Table 3.4 Cloning conditions of ECE1 into the pCR2.1 vector

Components Volume

Fresh PCR product 1.5 µl

Salt Solution 1µl

Nuclease-free water Add to total volume 5 µl

TOPO® pCR2.1 vector 1 µl

Total volume 6 µl

3.2.3.2 Chemical (heat shock) transformation

Chemically competent TOP10F’ E. coli cells were obtained from Invitrogen (Thermo Fisher) and stored at -80ºC. The cells were thawed on ice for 15 min, mixed with up to 10 µL of a DNA (ligation product) and incubated on ice for a further 30 min.

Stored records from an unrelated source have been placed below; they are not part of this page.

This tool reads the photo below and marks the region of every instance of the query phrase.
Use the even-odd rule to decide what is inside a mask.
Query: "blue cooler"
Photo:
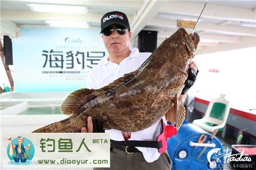
[[[221,169],[225,153],[221,142],[215,137],[210,143],[215,143],[216,147],[208,147],[199,159],[197,159],[204,147],[198,146],[196,148],[195,146],[190,145],[193,145],[193,142],[198,143],[202,134],[206,135],[203,142],[206,143],[211,134],[196,125],[184,122],[178,131],[177,135],[168,138],[167,151],[173,162],[173,169]],[[207,157],[210,151],[208,159],[211,163]]]

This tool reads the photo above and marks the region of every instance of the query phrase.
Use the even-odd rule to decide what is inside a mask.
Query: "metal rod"
[[[198,23],[198,21],[199,21],[199,19],[200,19],[200,18],[201,18],[201,15],[202,15],[202,13],[203,13],[203,11],[204,10],[204,8],[205,8],[205,6],[206,6],[206,4],[207,3],[207,1],[208,0],[206,0],[206,1],[205,2],[205,4],[204,4],[204,8],[203,8],[203,10],[201,12],[200,15],[199,15],[199,17],[198,17],[198,19],[197,19],[197,22],[196,22],[196,25],[195,25],[195,27],[193,28],[193,31],[192,31],[192,36],[194,35],[194,33],[195,32],[195,30],[196,30],[196,27],[197,27],[197,24]]]

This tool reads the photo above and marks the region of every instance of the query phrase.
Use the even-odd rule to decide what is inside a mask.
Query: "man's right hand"
[[[82,127],[81,129],[81,133],[104,133],[103,130],[102,123],[98,120],[95,117],[89,116],[87,118],[87,129]]]
[[[87,129],[86,127],[82,127],[81,129],[81,133],[92,133],[93,130],[93,119],[91,116],[89,116],[87,118]]]

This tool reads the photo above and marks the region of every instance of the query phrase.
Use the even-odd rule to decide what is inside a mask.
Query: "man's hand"
[[[87,129],[82,127],[81,129],[81,133],[104,133],[103,130],[102,123],[98,120],[95,117],[89,116],[87,119]]]
[[[93,120],[91,116],[89,116],[87,118],[87,129],[82,127],[81,129],[81,133],[92,133],[93,130]]]
[[[187,79],[185,82],[185,86],[182,89],[181,94],[186,93],[187,90],[194,85],[195,82],[197,80],[197,75],[199,71],[197,69],[197,66],[195,62],[192,62],[189,64],[189,68],[188,69],[188,75]]]

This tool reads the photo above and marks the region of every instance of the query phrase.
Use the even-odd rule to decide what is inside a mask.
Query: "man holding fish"
[[[137,48],[130,49],[132,33],[124,13],[119,11],[106,13],[101,18],[101,28],[100,33],[109,56],[104,57],[90,71],[87,86],[89,89],[99,89],[136,70],[151,55],[150,53],[139,53]],[[195,63],[191,62],[189,67],[188,78],[179,101],[196,79],[198,70]],[[104,132],[102,125],[97,119],[94,118],[93,124],[93,119],[89,116],[87,121],[87,128],[83,127],[82,132]],[[160,120],[147,129],[132,133],[114,129],[105,130],[106,133],[110,133],[112,142],[110,169],[170,169],[172,162],[166,150],[159,152],[159,147],[155,147],[157,139],[165,133],[163,125],[162,120]],[[129,140],[120,143],[119,141],[123,141],[124,138],[125,141]],[[131,141],[133,142],[129,143]]]

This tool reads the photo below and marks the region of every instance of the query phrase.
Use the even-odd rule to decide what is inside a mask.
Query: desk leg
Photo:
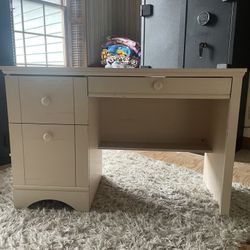
[[[93,202],[102,176],[102,150],[99,149],[98,100],[89,98],[89,183],[90,204]]]
[[[218,201],[222,215],[229,215],[241,78],[235,78],[229,103],[217,102],[212,128],[213,153],[205,154],[204,181]]]

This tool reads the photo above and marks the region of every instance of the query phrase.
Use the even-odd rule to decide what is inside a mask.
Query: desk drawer
[[[74,126],[21,126],[26,184],[75,186]]]
[[[89,96],[229,98],[231,78],[89,77]]]
[[[74,124],[73,79],[19,77],[23,123]]]

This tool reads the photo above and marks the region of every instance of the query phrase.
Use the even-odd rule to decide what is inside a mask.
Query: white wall
[[[245,115],[244,137],[250,138],[250,78],[248,83],[247,106]]]

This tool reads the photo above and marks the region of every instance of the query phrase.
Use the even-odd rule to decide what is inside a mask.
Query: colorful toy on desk
[[[141,46],[123,37],[108,37],[102,46],[101,63],[105,68],[138,68]]]

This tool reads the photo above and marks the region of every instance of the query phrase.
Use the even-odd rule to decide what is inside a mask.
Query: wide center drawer
[[[74,124],[73,79],[19,77],[23,123]]]
[[[231,78],[89,77],[89,96],[229,98]]]

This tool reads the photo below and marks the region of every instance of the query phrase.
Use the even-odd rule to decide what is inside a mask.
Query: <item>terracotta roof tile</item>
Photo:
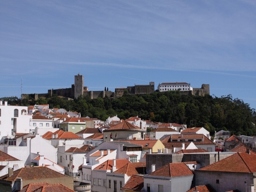
[[[20,161],[20,160],[2,151],[0,151],[0,161]]]
[[[85,133],[91,133],[93,134],[96,133],[101,133],[101,132],[98,128],[86,128],[78,132],[76,134],[84,134]]]
[[[209,184],[205,185],[200,185],[196,186],[191,188],[187,192],[193,192],[198,191],[198,192],[217,192]]]
[[[137,174],[146,174],[146,162],[129,163],[114,172],[126,174],[127,176]]]
[[[105,130],[105,131],[106,132],[107,130],[110,131],[112,130],[123,130],[124,129],[140,129],[139,127],[134,125],[131,123],[124,121],[109,128],[107,130]]]
[[[121,189],[140,191],[144,187],[143,175],[133,175],[132,176]]]
[[[203,171],[251,173],[256,172],[256,155],[245,152],[235,153],[199,170]]]
[[[182,153],[207,153],[209,152],[204,149],[181,149],[177,152],[177,154]]]
[[[35,115],[32,116],[32,119],[40,120],[51,120],[51,119],[48,119],[47,117],[46,117],[42,115]]]
[[[177,177],[193,175],[192,171],[184,163],[169,163],[149,175],[164,177]]]
[[[94,169],[110,170],[112,169],[113,165],[113,159],[109,159],[102,163],[94,168]],[[121,167],[130,163],[130,161],[126,159],[118,159],[116,160],[116,169],[120,169]]]

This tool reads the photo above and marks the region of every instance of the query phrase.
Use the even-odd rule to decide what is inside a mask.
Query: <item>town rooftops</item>
[[[101,132],[99,130],[98,128],[86,128],[84,129],[83,129],[78,132],[76,134],[94,134],[97,133],[101,133]]]
[[[49,184],[47,183],[29,183],[23,188],[20,192],[74,192],[75,191],[60,183]]]
[[[107,170],[112,169],[114,165],[114,159],[108,159],[95,167],[95,169]],[[116,160],[116,169],[120,169],[125,165],[130,163],[126,159],[118,159]]]
[[[187,192],[217,192],[209,184],[204,185],[196,186],[191,188]]]
[[[32,119],[35,120],[51,120],[51,119],[48,119],[47,117],[39,115],[35,115],[32,116]]]
[[[21,177],[23,180],[68,177],[46,167],[32,167],[20,169],[13,172],[13,174],[8,177],[8,174],[0,177],[0,180],[10,181],[16,180],[17,178]]]
[[[178,151],[176,153],[181,154],[182,153],[207,153],[209,152],[204,149],[181,149]]]
[[[256,172],[256,154],[235,153],[198,170],[199,171],[254,173]]]
[[[127,176],[132,175],[146,174],[146,162],[129,163],[115,171],[114,173],[126,174]]]
[[[54,133],[50,131],[47,132],[42,137],[45,139],[52,139],[52,135],[53,134],[54,136],[54,139],[83,139],[72,132],[63,131],[62,130],[57,131]]]
[[[193,173],[185,163],[168,163],[149,174],[170,177],[190,175]]]
[[[135,126],[129,122],[124,121],[105,130],[104,132],[111,131],[113,130],[129,130],[134,129],[138,129],[140,131],[146,132],[146,130],[141,129],[139,127]]]
[[[121,189],[140,191],[144,186],[144,177],[143,175],[133,175]]]
[[[20,160],[2,151],[0,151],[0,161],[20,161]]]

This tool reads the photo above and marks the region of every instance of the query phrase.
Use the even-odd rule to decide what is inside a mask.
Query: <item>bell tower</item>
[[[84,76],[78,73],[75,76],[75,98],[76,99],[84,93]]]

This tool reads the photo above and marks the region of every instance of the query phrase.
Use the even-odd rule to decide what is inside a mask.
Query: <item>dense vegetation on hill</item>
[[[11,104],[21,104],[17,97],[3,98]],[[156,92],[149,94],[125,94],[118,99],[106,97],[91,100],[80,97],[68,100],[57,96],[40,98],[36,101],[22,100],[22,105],[49,104],[51,108],[76,111],[81,116],[88,116],[105,121],[117,115],[125,119],[138,116],[154,122],[187,124],[188,127],[203,126],[211,135],[215,131],[229,131],[231,134],[256,135],[256,112],[249,105],[232,96],[220,98],[185,95],[178,92]]]

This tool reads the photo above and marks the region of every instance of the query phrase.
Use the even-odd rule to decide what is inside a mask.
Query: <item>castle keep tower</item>
[[[84,93],[84,76],[78,73],[75,76],[75,98],[77,98]]]

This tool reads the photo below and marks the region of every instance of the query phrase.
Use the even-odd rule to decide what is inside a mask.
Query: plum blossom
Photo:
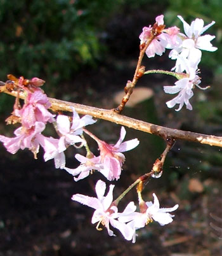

The cells were then heat shocked in a 42ºC water bath for exactly 90 s, followed by cooling on ice for 2 min. The SOC broth was added to a final volume of 1 mL and the cells incubated, shaking at 37ºC for 1 h. Aliquots of 100, 200 and 300 µL (to ensure that at least one plate has well-spaced colonies) of transformed cells were plated onto LB plates containing 50 µg/ml ampicillin, 40 µl of 40 mg/mL X-Gal and 40 mg/mL of IPTG and incubated overnight at 37°C. To perform blue-white screening for the insert, IPTG was added to plates to express LacZα as TOP10F´ does express the lac repressor (lacIq), which will repress transcription from the lac promoter.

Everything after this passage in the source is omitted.